Hypertension is one of the most common chronic cardiovascular diseases in older adults. Frailty and hypertension often coexist in older people, but few studies have explored frailty in older hypertensive adults. We aimed to explore the association of frailty with quality of life in older hypertensive adults.
We collected the data of 291 patients with hypertension aged ≥ 60 years. Blood pressure was measured with a standard aneroid sphygmomanometer and an ambulatory blood pressure monitor. The characteristics of the Fried phenotype were used to assess physical frailty. The Medical Outcomes Study’s 36-Item Short Form Health Survey (SF-36) was used to assess the quality of life.

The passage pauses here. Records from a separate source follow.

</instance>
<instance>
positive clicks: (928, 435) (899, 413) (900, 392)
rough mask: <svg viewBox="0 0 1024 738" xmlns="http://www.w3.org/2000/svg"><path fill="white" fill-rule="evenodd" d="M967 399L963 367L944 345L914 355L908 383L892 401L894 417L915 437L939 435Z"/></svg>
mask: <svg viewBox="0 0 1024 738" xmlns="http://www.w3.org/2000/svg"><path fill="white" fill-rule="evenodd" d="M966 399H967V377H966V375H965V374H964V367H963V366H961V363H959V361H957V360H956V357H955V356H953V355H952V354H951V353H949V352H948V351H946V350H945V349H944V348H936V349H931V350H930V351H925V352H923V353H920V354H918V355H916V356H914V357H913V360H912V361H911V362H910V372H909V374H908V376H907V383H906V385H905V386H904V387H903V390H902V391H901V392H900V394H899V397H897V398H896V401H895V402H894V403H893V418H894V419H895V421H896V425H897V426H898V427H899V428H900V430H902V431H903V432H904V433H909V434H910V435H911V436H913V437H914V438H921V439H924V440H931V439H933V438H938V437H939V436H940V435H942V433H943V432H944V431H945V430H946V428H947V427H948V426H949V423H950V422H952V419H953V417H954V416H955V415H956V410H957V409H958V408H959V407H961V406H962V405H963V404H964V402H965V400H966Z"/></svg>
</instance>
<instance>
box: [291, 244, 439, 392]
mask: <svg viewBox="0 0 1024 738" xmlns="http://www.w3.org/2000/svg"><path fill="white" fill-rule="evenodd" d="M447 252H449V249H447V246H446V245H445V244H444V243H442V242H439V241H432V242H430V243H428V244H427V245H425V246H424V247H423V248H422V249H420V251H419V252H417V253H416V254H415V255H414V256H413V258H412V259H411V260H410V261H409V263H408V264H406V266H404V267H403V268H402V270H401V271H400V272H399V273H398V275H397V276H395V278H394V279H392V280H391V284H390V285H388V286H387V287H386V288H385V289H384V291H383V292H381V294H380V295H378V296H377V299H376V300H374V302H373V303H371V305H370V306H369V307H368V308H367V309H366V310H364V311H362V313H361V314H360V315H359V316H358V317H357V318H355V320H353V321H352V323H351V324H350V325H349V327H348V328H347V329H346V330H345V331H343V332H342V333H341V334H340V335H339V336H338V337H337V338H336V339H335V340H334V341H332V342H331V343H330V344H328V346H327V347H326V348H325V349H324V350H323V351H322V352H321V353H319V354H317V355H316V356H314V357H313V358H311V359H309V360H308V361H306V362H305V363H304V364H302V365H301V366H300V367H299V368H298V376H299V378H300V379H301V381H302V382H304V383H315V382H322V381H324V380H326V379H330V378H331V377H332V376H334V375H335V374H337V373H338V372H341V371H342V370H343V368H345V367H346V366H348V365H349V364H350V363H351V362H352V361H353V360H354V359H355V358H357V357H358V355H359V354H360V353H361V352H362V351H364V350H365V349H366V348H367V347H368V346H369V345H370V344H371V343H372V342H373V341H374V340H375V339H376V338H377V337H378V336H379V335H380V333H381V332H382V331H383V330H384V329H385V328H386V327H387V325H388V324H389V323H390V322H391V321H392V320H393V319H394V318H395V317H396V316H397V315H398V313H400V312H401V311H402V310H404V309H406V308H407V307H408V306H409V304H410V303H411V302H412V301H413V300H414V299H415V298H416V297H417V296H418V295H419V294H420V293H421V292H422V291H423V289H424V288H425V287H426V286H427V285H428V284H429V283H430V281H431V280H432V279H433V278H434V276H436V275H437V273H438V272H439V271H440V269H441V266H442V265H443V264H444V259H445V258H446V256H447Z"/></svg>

Forty-eight (16.5%) patients were frail. Compared with pre-frail or robust older hypertensive patients, those who were frail were older, had higher incidences of living alone, a longer duration of hypertension, lower grip strength, and slower walking speed. Moreover, frail patients had a lower diastolic blood pressure (DBP) and mean arterial pressure (MAP), more chronic diseases, a lower proportion of beta-blocker usage, and worse quality of life. Frailty was positively correlated with pulse pressure and negatively correlated with DBP and MAP, but these associations disappeared after adjustment by age. The SF-36 score was negatively correlated with frailty and positively correlated with grip strength and walking speed. After adjusting for age, the SF-36 total score remained negatively correlated with frailty and positively correlated with walking speed. Frailty states remained significantly associated with the SF-36 score.
Frailty was associated with a worse quality of life in older adults with hypertension. Frailty prevention and intervention may help improve the quality of life of older adults with hypertension.